« Mönnikes et moi-même allâmes directement vers les fosses. Personne ne nous en empêcha. J’entendis alors des coups de fusil qui se succédaient rapidement derrière l’une des levées de terre. Les gens descendus des camions, hommes, femmes et enfants de tous âges, devaient, sur l’ordre d’un SS tenant à la main une cravache de cavalier ou de maître-chien, se déshabiller en posant à des endroits distincts leurs vêtements, leurs sous-vêtements et leurs chaussures. Je vis un tas de chaussures d’approximativement 800 à 1000 paires, de grands tas de linge et d’habits. Ces gens se déshabillaient sans cris ni larmes, restaient groupés par familles, s’embrassaient et se faisaient leurs adieux, et attendaient le signe d’un autre SS, debout au bord de la fosse et tenant aussi un fouet à la main. (…) J’observai une famille de quelque 8 personnes, un homme et une femme, tous deux la cinquantaine, avec leurs enfants, d’environ un an, huit ans et dix ans, et deux filles adultes de vingt-vingt-quatre ans. Une femme âgée, aux cheveux tout blancs, tenait dans ses bras l’enfant d’un an et lui faisait des chatouilles. L’enfant couinait de plaisir. Le couple regardait, les larmes aux yeux.
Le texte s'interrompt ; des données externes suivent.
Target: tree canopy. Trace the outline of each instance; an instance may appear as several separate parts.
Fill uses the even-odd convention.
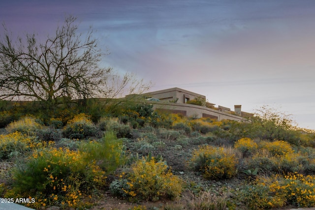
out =
[[[150,85],[134,74],[122,77],[111,67],[100,67],[104,56],[90,28],[78,33],[76,18],[66,17],[53,35],[43,42],[34,34],[14,40],[3,25],[0,39],[0,99],[31,99],[50,102],[70,99],[115,97],[141,92]]]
Le père tenait par la main un garçon de dix ans et lui parlait à voix basse. Le garçon s’efforçait de réprimer ses pleurs. Son père lui montrait du doigt le ciel, lui caressait la tête et semblait lui expliquer quelque chose.

Déjà le SS dans la fosse criait quelque chose à son camarade. Celui-ci sépara des autres une vingtaine de personnes et les fit aller de l’autre côté de la levée de terre. La famille dont j’ai parlé en était. Je me souviens très bien qu’une des filles, mince, les cheveux noirs, en passant tout près de moi, fit un geste pour se désigner elle-même en disant : « vingt-trois ans ! »
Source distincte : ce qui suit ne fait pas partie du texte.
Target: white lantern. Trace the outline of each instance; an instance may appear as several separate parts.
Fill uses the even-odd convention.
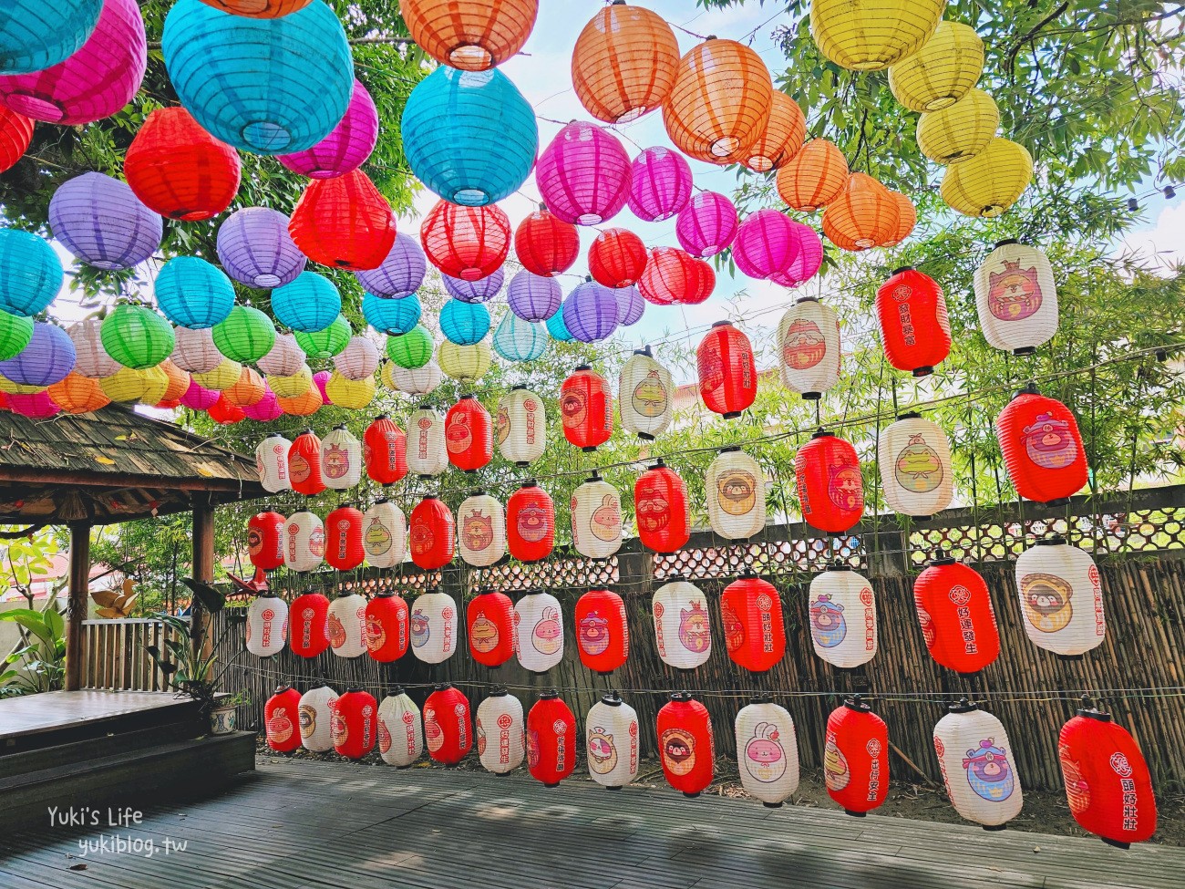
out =
[[[483,491],[475,491],[456,511],[456,541],[461,558],[488,568],[506,555],[506,511]]]
[[[547,416],[543,398],[526,386],[514,386],[498,402],[494,439],[502,458],[527,466],[547,447]]]
[[[893,512],[924,519],[950,505],[955,492],[950,442],[937,423],[902,414],[880,430],[877,465]]]
[[[694,670],[712,655],[707,597],[699,587],[672,577],[654,590],[654,642],[659,657],[675,670]]]
[[[309,753],[333,749],[333,708],[338,692],[328,685],[309,689],[300,696],[300,742]]]
[[[839,382],[840,341],[835,309],[805,296],[777,325],[782,383],[803,398],[818,399]]]
[[[395,691],[378,705],[378,752],[387,766],[406,768],[424,752],[424,723],[416,702]]]
[[[955,811],[988,830],[1020,814],[1020,776],[1008,733],[966,698],[934,727],[934,750]]]
[[[550,593],[529,593],[514,605],[514,648],[519,664],[545,673],[564,658],[564,621],[559,600]]]
[[[448,468],[444,447],[444,417],[422,407],[408,418],[408,472],[421,477],[440,475]]]
[[[736,719],[741,786],[769,808],[799,788],[799,744],[794,719],[769,698],[754,698]]]
[[[582,556],[609,558],[621,549],[621,495],[596,473],[572,492],[572,545]]]
[[[312,512],[294,512],[284,523],[284,565],[312,571],[325,558],[325,526]]]
[[[584,749],[592,780],[620,791],[638,778],[638,712],[610,691],[584,719]]]
[[[408,519],[386,498],[363,513],[363,549],[374,568],[395,568],[408,557]]]
[[[1045,254],[1001,241],[975,269],[975,311],[997,348],[1029,354],[1057,333],[1057,286]]]
[[[651,347],[634,352],[621,369],[617,405],[623,429],[647,441],[671,426],[674,382],[671,371],[654,360]]]
[[[743,541],[766,527],[766,473],[739,448],[724,448],[707,467],[704,482],[707,522],[729,541]]]
[[[456,651],[456,602],[448,593],[424,593],[411,608],[411,653],[442,664]]]
[[[478,705],[478,759],[495,775],[523,765],[526,753],[523,704],[506,689],[497,689]]]
[[[1029,641],[1075,657],[1107,635],[1095,561],[1061,537],[1037,541],[1017,558],[1017,593]]]
[[[260,471],[260,484],[268,493],[292,491],[288,478],[288,448],[293,443],[280,433],[273,433],[255,448],[255,466]]]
Je contournai la levée de terre et me trouvai devant la gigantesque tombe. Les gens étendus étaient si serrés les uns sur les autres qu’on ne voyait que leurs têtes. De presque toutes ces têtes, le sang coulait sur les épaules. Une partie des fusillés bougeaient encore. Quelques-uns levaient les bras et tournaient la tête pour montrer qu’ils vivaient encore. La fosse était déjà pleine aux trois quarts. J’estime qu’étaient couchées là environ 1000 personnes. Je cherchai des yeux le tireur. C’était un SS, qui était assis sur le bord du petit côté de la fosse, les jambes pendant dans la fosse, il avait un pistolet-mitrailleur posé sur ses genoux et fumait une cigarette. Les gens, complètement nus, descendaient par des marches taillées dans la paroi argileuse de la fosse et glissaient par-dessus les têtes des corps étendus jusqu’à l’endroit que leur indiquait le SS. Ils se couchaient devant les morts ou les blessés, quelques-uns faisaient une caresse à ceux qui vivaient encore, et leur parlaient doucement. Puis j’entendis une série de coups de feu. Je regardai dans la fosse et vis les corps tressauter, ou les têtes reposer déjà immobiles sur les corps couchés auparavant. Des nuques coulait du sang. »

Témoignage d’Hermann Gräbe, 10 novembre 1945, in Douglas K. Hueneke, In Deutschland unerwünsnscht. Hermann Gräbe. Biograpie eines Judenretters, Lüneburg, 2002, annexe 1.